The case is Pavan v. Smith, decided on June 26. The female parents were married in Iowa and conceived children through an anonymous sperm donor. When the children were born, the state would only list the birth mother's name on the birth certificate. Yet, if heterosexual couples have children, both their names are on the birth certificate.
The Supreme Court holds that Arkansas's treatment of same-sex couples violates the Equal Protection Clause. Recall that a few years ago, the Court held in Obergefell v. Hodges that the Constitution makes it illegal for states to prohibit same-sex marriages. The Court now applies the reasoning in Obergefell to this case, reasoning that the state "denied married same-sex couples access to the 'constellation of benefits that the Stat[e] ha[s] linked to marriage.'" The Court adds, "As a result [of this unequal treatment], same-sex parents in Arkansas lack the same right as opposite-sex parents to be listed on a child’s birth certificate, a document often used for important transactions like making medical decisions for a child or enrolling a child in school. ... Obergefell proscribes such disparate treatment.
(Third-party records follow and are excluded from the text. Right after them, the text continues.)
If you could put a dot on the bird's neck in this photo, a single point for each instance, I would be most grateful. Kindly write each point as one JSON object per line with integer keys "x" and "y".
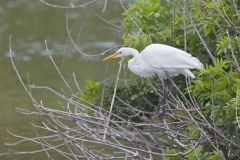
{"x": 133, "y": 52}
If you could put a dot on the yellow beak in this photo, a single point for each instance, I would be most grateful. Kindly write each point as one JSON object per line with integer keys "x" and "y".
{"x": 111, "y": 56}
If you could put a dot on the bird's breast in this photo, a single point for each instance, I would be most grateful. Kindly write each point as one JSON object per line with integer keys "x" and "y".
{"x": 139, "y": 68}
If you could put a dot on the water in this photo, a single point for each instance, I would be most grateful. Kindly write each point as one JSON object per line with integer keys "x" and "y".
{"x": 30, "y": 23}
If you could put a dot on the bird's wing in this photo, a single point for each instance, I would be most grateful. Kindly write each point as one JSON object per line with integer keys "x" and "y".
{"x": 166, "y": 57}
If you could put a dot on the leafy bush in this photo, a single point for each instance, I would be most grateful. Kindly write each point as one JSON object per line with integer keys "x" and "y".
{"x": 216, "y": 88}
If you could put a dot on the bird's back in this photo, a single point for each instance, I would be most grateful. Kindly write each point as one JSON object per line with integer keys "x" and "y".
{"x": 166, "y": 59}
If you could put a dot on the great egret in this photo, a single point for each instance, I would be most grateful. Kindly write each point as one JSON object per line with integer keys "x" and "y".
{"x": 163, "y": 60}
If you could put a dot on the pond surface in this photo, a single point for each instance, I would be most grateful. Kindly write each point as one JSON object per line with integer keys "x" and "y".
{"x": 30, "y": 23}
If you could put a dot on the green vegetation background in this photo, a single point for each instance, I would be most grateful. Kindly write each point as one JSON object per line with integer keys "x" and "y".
{"x": 212, "y": 24}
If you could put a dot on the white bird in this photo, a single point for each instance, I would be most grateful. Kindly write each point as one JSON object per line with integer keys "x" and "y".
{"x": 163, "y": 60}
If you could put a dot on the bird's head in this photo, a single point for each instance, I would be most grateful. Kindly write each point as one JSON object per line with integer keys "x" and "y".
{"x": 122, "y": 52}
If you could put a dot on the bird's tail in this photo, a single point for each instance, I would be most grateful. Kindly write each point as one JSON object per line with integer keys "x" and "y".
{"x": 196, "y": 63}
{"x": 188, "y": 73}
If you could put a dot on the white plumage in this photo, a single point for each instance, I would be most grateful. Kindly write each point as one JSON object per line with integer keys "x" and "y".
{"x": 163, "y": 60}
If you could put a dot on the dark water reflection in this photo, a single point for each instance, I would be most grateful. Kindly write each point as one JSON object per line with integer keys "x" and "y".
{"x": 31, "y": 23}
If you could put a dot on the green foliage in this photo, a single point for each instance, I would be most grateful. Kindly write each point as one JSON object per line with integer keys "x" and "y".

As we explained there, a State may not 'exclude same-sex couples from civil marriage on the same terms and conditions as opposite-sex couples.' Indeed, in listing those terms and conditions—the 'rights, benefits, and responsibilities' to which same-sex couples, no less than opposite-sex couples, must have access—we expressly identified 'birth and death certificates.'”
While the Court decided this case in a per curium opinion, a brief unsigned ruling, three Justices dissent: Gorsuch, Thomas and Alito. Justice Gorsuch writes the dissent, making it clear that his appointment to the Court will continue the conservatism of his predecessor, Justice Scalia. He writes:
Before the state supreme court, the State argued that rational reasons exist for a biology based birth registration regime, reasons that in no way offend Obergefell—like ensuring government officials can identify public health trends and helping individuals determine their biological lineage, citizenship, or susceptibility to genetic disorders. In an opinion that did not in any way seek to defy but rather earnestly engage Obergefell, the state supreme court agreed. And it is very hard to see what is wrong with this conclusion for, just as the state court recognized, nothing in Obergefell indicates that a birth registration regime based on biology, one no doubt with many analogues across the country and throughout history, offends the Constitution.